Ahlaki kötülüklerin özgür iradeye bağlı olarak açıklanmasının yanı sıra pek çok romanda kötülük, yaratılışa ve aileye bağlı olarak açıklanır. “Zehra” romanında

meydana gelen kötülükler Zehra’nın tercihlerine bağlı olarak açıklanıyorsa da yaratılışı itibariyle kıskanç olduğu belirtilen Zehra’nın bu şartlar altında özgür bir tercihte bulunabileceği tam olarak söylenemez.

“Yeryüzünde Bir Melek” romanında Arife ve Cevriye, “Müşahedat” romanında Agavni kendi istekleri ile ve yine bilişsel bir tercihle şehvet yolunu seçmiş ve kötü yola sapmış kadınlardır. Arife ve Cevriye sadece maruz kalma açısından değil sebep olma açısından da kötülüğü motive etmişlerdir. Arife, yaptığı her şeyi isteyerek, planlayarak ve sonuçlarını bilerek yapmıştır; ancak Cevriye’nin durumu ondan bazı farklılıklar taşımaktadır. İsmail’den ayrılarak Raziye adıyla fuhuş yapıp hem kendini hem de Raziye gibi namuslu bir kadının adını düşüren Cevriye, yaptıklarını Kandım.” (YBM,298) şeklinde açıklar.

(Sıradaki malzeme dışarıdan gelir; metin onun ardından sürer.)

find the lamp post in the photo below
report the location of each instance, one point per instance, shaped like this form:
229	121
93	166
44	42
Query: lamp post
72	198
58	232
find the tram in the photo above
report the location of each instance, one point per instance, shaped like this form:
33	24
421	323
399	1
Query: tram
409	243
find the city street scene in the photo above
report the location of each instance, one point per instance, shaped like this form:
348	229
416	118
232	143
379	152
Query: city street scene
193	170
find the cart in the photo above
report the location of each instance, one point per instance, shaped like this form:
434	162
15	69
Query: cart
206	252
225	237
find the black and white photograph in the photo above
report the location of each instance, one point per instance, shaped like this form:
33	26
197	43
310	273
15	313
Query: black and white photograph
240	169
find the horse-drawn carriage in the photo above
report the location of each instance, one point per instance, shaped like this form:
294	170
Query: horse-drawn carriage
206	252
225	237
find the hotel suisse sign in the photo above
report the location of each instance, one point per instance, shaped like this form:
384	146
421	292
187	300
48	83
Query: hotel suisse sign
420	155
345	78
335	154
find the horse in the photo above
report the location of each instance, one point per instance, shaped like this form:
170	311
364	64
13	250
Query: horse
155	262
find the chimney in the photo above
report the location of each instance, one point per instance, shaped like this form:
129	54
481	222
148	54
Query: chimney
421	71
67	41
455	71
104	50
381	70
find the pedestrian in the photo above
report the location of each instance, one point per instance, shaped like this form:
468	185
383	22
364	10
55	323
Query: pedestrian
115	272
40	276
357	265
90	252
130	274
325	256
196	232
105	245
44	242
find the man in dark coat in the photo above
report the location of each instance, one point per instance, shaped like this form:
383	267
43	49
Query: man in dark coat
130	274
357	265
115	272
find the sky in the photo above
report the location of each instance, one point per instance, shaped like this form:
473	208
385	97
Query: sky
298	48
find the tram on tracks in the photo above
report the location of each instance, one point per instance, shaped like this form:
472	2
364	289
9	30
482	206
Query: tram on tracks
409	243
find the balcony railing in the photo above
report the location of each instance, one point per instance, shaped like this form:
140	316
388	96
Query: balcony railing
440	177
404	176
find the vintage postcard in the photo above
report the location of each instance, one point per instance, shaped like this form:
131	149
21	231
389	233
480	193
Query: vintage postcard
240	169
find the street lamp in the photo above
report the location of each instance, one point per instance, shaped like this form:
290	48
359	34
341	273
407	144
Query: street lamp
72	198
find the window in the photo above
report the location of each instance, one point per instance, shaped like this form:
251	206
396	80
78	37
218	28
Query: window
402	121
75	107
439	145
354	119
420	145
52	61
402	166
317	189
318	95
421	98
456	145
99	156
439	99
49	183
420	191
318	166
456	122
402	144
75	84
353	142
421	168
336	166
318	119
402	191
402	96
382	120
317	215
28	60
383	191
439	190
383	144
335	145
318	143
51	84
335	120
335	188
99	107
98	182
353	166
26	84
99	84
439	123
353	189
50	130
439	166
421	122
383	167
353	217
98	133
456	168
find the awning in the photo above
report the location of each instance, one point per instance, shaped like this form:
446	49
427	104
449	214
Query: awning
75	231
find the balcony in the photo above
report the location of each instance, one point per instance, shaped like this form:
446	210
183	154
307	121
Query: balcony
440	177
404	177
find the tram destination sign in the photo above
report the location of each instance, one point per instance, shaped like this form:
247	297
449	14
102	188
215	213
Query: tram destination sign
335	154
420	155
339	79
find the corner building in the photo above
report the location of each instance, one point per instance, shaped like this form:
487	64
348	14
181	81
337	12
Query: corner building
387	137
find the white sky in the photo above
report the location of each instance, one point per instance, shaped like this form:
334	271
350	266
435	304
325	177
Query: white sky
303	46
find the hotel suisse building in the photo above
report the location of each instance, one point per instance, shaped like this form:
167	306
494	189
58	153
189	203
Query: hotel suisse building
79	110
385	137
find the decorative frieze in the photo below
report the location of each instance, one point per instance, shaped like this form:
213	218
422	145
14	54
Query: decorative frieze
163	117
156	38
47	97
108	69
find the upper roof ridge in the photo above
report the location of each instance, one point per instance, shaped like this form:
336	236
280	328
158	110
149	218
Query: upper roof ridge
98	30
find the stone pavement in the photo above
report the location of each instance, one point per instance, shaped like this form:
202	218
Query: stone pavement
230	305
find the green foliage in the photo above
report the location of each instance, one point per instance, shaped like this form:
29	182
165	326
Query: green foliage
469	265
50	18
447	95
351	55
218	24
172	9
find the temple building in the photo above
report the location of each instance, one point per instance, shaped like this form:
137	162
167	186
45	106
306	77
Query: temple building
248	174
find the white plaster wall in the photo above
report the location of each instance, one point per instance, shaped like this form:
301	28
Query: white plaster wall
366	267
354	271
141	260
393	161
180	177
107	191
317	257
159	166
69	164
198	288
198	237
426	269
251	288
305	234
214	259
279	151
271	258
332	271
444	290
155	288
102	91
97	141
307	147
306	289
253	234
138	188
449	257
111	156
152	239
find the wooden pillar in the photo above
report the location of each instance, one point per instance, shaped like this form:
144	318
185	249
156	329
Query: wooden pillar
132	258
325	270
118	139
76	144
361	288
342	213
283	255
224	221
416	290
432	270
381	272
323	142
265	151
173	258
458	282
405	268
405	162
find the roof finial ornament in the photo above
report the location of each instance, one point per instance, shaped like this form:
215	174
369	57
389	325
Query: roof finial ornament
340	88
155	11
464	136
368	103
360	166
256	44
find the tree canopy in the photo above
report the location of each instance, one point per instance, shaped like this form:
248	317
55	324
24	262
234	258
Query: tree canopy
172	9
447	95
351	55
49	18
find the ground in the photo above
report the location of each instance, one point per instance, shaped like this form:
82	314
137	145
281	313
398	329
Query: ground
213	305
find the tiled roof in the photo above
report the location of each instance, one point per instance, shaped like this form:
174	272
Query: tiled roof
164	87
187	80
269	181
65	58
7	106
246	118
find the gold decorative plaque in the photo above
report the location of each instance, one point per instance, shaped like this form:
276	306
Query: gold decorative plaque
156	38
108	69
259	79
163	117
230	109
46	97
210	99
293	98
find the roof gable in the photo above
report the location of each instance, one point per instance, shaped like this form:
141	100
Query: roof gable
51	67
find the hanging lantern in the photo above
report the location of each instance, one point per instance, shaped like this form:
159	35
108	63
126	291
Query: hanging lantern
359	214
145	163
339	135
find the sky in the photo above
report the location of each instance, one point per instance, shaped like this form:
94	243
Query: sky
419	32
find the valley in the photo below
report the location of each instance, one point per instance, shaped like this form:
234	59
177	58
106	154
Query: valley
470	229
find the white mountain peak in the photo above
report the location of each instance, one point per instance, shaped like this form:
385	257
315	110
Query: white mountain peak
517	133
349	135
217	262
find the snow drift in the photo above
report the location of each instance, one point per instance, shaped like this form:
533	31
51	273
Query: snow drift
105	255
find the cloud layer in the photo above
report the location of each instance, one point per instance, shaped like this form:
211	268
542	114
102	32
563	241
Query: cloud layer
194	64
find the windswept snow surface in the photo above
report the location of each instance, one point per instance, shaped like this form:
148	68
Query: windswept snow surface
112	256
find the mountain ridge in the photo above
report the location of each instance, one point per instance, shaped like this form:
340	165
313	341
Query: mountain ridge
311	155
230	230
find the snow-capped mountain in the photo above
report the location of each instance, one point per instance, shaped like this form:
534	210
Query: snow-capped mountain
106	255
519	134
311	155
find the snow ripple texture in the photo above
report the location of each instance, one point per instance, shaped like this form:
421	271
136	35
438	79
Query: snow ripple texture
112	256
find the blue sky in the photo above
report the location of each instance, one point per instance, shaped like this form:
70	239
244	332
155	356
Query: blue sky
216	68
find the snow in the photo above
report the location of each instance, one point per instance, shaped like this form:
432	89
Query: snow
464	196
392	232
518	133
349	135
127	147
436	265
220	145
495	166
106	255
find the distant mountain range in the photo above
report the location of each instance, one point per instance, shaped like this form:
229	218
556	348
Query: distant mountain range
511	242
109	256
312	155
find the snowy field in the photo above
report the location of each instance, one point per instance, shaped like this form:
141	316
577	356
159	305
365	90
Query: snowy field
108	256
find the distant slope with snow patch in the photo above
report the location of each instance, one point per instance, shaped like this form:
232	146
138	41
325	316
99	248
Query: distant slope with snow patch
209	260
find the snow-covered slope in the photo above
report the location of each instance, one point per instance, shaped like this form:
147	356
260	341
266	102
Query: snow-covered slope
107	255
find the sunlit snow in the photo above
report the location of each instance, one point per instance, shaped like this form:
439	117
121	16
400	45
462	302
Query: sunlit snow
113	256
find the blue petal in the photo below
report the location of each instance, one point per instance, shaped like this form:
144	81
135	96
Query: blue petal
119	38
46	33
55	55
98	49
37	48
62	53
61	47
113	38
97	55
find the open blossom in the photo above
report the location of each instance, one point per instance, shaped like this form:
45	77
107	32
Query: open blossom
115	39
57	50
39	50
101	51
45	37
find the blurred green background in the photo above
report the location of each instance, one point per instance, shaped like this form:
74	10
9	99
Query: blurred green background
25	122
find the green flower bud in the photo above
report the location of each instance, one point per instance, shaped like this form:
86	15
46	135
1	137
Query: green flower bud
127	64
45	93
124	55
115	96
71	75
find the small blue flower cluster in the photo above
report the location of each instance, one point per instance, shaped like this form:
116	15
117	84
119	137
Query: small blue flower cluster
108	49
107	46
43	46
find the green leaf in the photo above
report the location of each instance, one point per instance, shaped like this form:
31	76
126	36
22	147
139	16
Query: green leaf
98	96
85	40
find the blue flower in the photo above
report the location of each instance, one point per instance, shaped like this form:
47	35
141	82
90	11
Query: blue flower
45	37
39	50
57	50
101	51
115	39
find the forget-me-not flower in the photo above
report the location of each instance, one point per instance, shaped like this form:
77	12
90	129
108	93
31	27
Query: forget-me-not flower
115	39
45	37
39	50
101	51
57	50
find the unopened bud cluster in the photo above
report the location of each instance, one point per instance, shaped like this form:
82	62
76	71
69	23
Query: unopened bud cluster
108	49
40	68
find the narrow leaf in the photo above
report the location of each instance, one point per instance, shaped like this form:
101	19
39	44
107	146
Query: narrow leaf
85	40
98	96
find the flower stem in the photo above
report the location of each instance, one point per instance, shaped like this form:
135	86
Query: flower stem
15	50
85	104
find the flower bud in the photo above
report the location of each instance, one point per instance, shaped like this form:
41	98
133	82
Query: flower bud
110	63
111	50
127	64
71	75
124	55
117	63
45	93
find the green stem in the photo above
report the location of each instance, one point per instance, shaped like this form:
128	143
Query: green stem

Cevriye, yaptıklarını Arife’ye kandığını söyleyerek açıklarken bu eylemlerin tam olarak özgür bir irade ile gerçekleşmediğini ve sorumluluk sahibinin doğrudan kendisi olmadığını belirtmek ister. Her şeyi Arife planlamıştır ve o sadece bu kötücül plana uymuştur, böylece kötü olan Cevriye değil, plandır. Savunmasını bu şekilde yapan Cevriye, romanın sonunda ilahi adalet açısından da cezalandırılmayarak mazur görülmüştür.

Romanlarda kötü olarak öne sürülen bütün kişiler, genellikle şeytana külahını ters giydirecek kadar zeki kişilerdir. Bunun iki açıdan önemi vardır: Birincisi bu insanların yüksek zekâ düzeyine sahip olmalarıdır, ikincisi ise zekâ sahibi insanın şeytanla boy ölçüşmesidir. “Erbâb-ı şer ve fesadın ekseriya erbâb-ı hayr ve hasenattan

dahi zeki oldukları muhakkaktır” (EC,187). Kötülerin bu kadar zeki oluşu,

davranışlarının belli bir bilinçle ve özgür irade ile tasarlanarak oluştuğunuı göstermektedir. İnsan, zekâsını kötü yönde kullanarak kötülüğe sebep olmuş ve kendini şeytana rakip olarak öne sürmüştür. Mehpeyker (İntibah), Şehriyar (Cezmi), Ceylan (Jön Türk), Arife (Yeryüzünde Bir Melek), Hediye (Esrâr-ı Cinâyât); Dominica Badia (Hasan Mellah yahut Sır İçinde Esrâr), Sarpson (Hayret), Halil Suri (Esrâr-ı Cinâyât), Sinyor Giorgino (Haydut Montari), Papa Brasill ve Laroch (Cinli Han), Mesut Ağa (Dünyaya İkinci Geliş yahut Sır içinde Esrâr) ve daha pek çok kötü kişi, zekilikleri öne çıkmakta ve kötülüğü bilişsel olarak seçmektedirler.